I'm in the process of looking for a place to rent at the moment, a place we looked at in Princeton (well West Windsor) on Tuesday, and liked but liked a place we saw afterwards better so we haven't contacted them again, called this morning to tell us they dropped the rent almost 20%. Might hold on on the one we did like a few more days
Of course the places we looked in Florida gets a three bedroom house for the same rent as a 2 bedroom apartment up here - and there's that $500 in the pocket a month from not having to pay NJ income tax.
Complete nonsense. If one can afford to make rent payments even more comfortably, it makes much more sense to wait. Someone who's done so the past 2 years may have just saved themselves up to a hundred thousand dollars. Not for nothing, but that's more than a lot of people's current retirement accounts. Waiting for a better deal can literally be the difference between retiring at age 60 or age 70.
Btw...there are some people that have been predicting lower home prices for a few years. They are batting a thousand. Seems like maybe we can predict the future! Furthermore, real estate bottoms typically last 7 to 10 years.
Most real estate agents are great contrarian indicators. It will probably be a great time to buy when you and the rest of the NAR stop trying to convince everyone that you can't time the market the bottom will be in the rear view mirror when you know it.

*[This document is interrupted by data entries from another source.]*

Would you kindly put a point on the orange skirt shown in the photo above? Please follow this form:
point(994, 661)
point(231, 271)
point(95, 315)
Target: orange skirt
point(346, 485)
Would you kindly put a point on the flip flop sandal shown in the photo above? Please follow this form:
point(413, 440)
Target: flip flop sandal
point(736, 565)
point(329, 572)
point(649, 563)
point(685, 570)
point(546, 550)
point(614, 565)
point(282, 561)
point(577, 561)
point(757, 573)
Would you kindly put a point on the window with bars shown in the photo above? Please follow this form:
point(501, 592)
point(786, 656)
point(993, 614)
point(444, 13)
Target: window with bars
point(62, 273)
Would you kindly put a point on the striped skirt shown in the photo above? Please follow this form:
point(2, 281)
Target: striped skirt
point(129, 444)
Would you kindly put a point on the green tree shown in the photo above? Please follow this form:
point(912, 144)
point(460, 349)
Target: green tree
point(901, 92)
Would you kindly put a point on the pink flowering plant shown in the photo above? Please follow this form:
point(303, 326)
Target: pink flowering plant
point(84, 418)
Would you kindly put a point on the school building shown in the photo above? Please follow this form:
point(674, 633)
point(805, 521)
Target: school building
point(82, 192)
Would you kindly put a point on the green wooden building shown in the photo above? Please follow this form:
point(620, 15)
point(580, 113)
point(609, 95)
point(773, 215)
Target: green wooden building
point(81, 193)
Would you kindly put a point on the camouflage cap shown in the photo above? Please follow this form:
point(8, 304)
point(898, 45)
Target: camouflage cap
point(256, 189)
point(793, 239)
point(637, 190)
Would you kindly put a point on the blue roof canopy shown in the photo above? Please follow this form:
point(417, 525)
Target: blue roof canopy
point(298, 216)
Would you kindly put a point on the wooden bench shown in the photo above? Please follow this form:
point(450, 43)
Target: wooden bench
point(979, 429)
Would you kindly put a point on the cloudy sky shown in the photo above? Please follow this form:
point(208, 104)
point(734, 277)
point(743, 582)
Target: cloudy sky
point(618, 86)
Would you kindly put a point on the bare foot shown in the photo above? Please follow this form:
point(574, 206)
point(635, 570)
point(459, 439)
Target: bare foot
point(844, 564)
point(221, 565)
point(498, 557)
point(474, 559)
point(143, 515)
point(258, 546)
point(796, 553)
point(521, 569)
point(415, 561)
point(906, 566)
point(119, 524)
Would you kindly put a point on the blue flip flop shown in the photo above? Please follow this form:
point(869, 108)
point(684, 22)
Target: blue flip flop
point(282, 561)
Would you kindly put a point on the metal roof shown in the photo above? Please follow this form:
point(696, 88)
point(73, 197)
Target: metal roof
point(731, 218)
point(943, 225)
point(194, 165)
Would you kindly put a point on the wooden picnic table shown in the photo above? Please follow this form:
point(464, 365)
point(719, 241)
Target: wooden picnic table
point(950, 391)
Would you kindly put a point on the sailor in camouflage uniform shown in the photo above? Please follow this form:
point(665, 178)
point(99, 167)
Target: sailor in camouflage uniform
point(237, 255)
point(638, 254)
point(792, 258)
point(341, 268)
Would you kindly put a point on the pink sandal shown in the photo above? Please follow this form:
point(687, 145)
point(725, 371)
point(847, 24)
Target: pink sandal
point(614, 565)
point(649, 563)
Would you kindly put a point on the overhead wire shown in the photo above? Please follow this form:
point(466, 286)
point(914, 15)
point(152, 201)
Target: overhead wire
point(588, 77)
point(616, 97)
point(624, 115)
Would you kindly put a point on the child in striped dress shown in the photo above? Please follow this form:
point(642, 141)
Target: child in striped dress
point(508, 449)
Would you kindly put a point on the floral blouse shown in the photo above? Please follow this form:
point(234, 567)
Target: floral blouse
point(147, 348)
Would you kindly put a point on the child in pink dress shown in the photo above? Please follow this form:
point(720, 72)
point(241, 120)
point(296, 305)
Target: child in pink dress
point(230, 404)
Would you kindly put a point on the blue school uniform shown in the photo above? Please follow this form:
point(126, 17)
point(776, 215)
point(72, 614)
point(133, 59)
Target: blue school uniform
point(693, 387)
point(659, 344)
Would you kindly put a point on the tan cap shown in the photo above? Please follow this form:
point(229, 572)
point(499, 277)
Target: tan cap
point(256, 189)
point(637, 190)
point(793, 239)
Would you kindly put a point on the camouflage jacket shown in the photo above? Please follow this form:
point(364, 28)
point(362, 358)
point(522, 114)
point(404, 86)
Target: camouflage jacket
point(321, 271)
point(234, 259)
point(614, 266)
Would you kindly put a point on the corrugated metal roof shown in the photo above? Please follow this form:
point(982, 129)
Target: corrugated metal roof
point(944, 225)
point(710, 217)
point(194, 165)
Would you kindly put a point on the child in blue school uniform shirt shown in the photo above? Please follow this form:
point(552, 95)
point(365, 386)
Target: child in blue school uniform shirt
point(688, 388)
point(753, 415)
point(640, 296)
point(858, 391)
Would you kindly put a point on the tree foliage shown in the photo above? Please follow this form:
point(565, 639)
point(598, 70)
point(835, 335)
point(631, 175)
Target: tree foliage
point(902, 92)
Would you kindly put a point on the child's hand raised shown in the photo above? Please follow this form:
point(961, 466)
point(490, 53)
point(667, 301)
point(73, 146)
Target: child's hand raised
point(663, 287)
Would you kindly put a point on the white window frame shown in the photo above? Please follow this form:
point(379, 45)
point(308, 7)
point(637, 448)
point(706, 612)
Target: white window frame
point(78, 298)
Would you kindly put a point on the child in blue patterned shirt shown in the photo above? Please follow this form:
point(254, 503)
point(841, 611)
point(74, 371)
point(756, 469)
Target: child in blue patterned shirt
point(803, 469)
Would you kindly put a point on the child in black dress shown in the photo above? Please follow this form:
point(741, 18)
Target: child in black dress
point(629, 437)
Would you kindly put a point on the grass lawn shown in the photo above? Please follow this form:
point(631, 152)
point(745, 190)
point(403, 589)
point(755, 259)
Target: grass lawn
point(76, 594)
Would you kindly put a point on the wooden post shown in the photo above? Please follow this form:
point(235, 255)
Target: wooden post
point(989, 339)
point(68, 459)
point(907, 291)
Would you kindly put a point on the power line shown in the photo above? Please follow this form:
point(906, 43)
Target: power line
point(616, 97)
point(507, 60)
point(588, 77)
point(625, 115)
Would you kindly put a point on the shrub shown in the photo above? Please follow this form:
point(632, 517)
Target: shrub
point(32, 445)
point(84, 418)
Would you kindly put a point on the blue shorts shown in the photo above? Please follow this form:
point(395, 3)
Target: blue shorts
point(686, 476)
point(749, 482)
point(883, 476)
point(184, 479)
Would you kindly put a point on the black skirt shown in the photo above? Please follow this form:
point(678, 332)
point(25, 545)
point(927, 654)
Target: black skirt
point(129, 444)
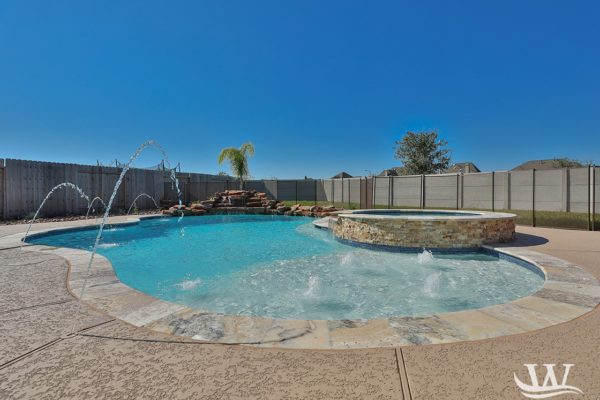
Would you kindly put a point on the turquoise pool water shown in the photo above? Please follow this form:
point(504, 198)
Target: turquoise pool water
point(283, 267)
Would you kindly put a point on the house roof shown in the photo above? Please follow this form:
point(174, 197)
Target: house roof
point(342, 175)
point(544, 164)
point(464, 167)
point(394, 171)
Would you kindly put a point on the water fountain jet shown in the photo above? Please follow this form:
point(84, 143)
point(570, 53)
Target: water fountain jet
point(92, 203)
point(59, 186)
point(140, 195)
point(126, 168)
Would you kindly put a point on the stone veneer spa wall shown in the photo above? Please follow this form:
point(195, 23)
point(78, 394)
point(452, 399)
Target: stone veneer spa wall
point(425, 228)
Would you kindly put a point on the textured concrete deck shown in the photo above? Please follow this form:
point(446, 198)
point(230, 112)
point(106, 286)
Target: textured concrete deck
point(40, 357)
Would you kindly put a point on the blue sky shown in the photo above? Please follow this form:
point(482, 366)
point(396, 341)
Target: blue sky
point(317, 86)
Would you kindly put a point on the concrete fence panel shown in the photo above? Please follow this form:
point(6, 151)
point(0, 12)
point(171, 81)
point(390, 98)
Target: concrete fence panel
point(324, 190)
point(476, 191)
point(307, 190)
point(287, 190)
point(406, 191)
point(579, 190)
point(441, 191)
point(550, 186)
point(382, 191)
point(338, 187)
point(521, 190)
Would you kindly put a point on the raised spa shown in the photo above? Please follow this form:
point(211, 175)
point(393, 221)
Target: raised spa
point(282, 267)
point(425, 228)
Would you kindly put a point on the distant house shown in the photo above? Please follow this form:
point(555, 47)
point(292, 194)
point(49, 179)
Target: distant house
point(342, 175)
point(555, 163)
point(465, 168)
point(395, 171)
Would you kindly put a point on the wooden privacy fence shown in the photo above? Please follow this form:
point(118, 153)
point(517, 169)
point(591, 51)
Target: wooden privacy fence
point(24, 184)
point(569, 196)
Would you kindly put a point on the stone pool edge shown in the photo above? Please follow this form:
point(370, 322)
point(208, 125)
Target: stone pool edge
point(568, 292)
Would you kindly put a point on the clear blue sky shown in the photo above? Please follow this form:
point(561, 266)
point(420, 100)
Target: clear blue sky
point(317, 86)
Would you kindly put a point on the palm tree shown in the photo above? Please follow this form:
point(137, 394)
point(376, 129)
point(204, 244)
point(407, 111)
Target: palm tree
point(238, 159)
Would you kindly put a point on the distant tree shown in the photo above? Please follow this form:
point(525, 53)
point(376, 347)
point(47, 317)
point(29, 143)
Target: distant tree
point(422, 153)
point(238, 159)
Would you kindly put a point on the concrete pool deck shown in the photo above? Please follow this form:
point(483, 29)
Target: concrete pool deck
point(107, 358)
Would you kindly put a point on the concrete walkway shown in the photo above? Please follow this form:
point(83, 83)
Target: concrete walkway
point(54, 347)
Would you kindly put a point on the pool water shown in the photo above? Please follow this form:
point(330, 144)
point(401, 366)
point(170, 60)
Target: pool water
point(283, 267)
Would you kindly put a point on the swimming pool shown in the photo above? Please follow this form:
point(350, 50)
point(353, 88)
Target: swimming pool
point(282, 267)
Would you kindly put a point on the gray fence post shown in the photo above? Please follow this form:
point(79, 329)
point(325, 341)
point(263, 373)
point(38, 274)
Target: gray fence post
point(390, 192)
point(589, 198)
point(593, 198)
point(457, 189)
point(493, 191)
point(333, 192)
point(374, 201)
point(422, 191)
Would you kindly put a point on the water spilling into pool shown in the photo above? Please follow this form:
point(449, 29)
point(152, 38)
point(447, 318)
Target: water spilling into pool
point(282, 267)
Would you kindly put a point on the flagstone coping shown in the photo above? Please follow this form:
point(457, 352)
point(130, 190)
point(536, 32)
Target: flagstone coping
point(568, 292)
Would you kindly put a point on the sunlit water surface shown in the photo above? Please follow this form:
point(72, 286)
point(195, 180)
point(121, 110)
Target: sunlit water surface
point(283, 267)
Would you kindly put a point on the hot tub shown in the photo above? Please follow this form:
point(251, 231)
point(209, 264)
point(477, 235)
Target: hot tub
point(441, 229)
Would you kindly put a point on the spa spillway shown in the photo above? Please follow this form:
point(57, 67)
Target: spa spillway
point(418, 229)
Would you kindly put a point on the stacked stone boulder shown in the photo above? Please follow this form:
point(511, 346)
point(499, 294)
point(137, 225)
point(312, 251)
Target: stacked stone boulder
point(246, 202)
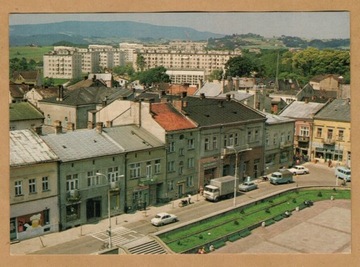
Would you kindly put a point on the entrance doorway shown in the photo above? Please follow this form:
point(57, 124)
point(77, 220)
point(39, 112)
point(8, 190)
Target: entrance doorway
point(93, 208)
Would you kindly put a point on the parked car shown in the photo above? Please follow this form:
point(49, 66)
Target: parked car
point(299, 169)
point(163, 218)
point(247, 186)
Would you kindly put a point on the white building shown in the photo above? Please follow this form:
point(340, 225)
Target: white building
point(62, 63)
point(192, 77)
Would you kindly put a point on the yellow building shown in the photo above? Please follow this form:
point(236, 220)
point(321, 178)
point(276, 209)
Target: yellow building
point(331, 133)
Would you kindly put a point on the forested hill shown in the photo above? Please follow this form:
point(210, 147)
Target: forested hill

Your mistake is regarding real estate only as an investment. It is much more than that. While you are renting your dingy 2 bedroom in Hackensack for 3 years, waiting for the market to bottom and risking the possibility of 15% mortgage rates that will erase the "profit" you never realized by waiting, I was building my horseshoe pit, playing with the kids and dog on MY lawn, which I planted. I was out back having BBQ's and enjoying parties and NOT losing sleep over the noisy tenants next door. I was putting up my 110 inch movie screen and blasting my home theater with 10 speakers till 2 in the morning that I couldn't play at 3% volume in your stupid apartment for fear of waking up the 2 year old malcontent next door who NEVER stops screaming once inadvertently awakened. Oh and those great cooking smells... I sure miss those, along with the roaches they attract.
Be careful what you wait for. It may never come true.